Y a-t-il des choses que vous feriez différemment si vous aviez à nouveau le temps ? 

Non. Je ne pense pas que je changerais quelque chose si j'avais l'opportunité. En tant que président, il y a des responsabilités à différents niveaux : national, opérationnel et international. Au Centre Opérationnel de MSF à Bruxelles, par exemple, avec les autres sections membres de MSF, nous sommes confrontés à des événements mondiaux qui influent sur notre action à tous les niveaux de l’organisation. 

Évidemment, il y a toujours moyen de faire mieux, de consacrer plus de temps. En tant que bénévole au sein de cette association, j’ai toujours voulu donner le meilleur de moi-même. J'essaie de m'investir autant que possible. 

Lors de votre second mandat, les attentes ont peut-être été différentes par rapport au premier. Avec l’expérience acquise, un second mandat offre-t-il une perspective et des ambitions plus claires ?

En fait, c'est un peu oui et un peu non, parce qu'au cours de mon premier mandat, le contexte international était différent. Lors de mon second mandat, plusieurs éléments ont changé. 

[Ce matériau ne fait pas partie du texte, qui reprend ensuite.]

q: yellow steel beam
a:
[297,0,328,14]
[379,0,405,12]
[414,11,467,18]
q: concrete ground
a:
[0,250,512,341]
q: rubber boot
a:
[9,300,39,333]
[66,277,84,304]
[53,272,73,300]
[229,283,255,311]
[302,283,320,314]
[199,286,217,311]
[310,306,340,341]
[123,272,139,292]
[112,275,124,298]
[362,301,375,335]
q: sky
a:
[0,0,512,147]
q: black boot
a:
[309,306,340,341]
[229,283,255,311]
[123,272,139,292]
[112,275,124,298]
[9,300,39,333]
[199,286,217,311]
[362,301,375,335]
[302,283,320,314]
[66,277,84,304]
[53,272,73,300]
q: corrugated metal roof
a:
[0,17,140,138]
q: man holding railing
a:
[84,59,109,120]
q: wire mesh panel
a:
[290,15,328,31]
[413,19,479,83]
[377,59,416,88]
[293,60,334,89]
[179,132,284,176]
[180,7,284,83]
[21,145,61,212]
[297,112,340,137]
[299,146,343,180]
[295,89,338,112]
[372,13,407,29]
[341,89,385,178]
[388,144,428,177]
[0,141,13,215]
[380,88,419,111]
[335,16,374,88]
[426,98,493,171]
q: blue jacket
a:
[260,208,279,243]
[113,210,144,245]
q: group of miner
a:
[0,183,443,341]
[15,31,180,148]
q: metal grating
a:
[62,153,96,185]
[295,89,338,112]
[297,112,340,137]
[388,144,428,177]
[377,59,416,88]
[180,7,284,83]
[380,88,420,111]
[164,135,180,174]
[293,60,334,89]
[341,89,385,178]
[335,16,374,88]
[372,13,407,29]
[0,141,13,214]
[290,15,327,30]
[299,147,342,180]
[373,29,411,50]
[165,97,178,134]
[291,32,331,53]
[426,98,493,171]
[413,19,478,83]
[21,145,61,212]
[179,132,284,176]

Nous avons été confrontés à un contexte international marqué par l'émergence de conflits et d'événements majeurs. Cela a entraîné des missions d'urgence fréquentes, des interventions lors de catastrophes naturelles, ainsi qu'un travail accru au sein de MSF International. Pour moi, représenter le Luxembourg impliquait une participation active aux débats internationaux internes à notre mouvement et à la construction de l'avenir de MSF. C'était un effort collectif. Il était donc crucial pour moi d'être présent et engagé. Cela a nécessité un niveau d'engagement international plus élevé, qui n'était pas aussi prononcé lors de mon premier mandat.

Quel a été, selon vous, le moment le plus difficile de votre mandat ?

Parmi les moments les plus difficiles de mon mandat, il y avait la gestion des tensions au sein de certains organes internes. C'est quelque chose qui doit être traité avec diligence, car pour moi, l'essence même de l'humanitaire réside dans notre capacité à avancer ensemble. 

L'essence même de l'humanitaire réside dans notre capacité à avancer ensemble.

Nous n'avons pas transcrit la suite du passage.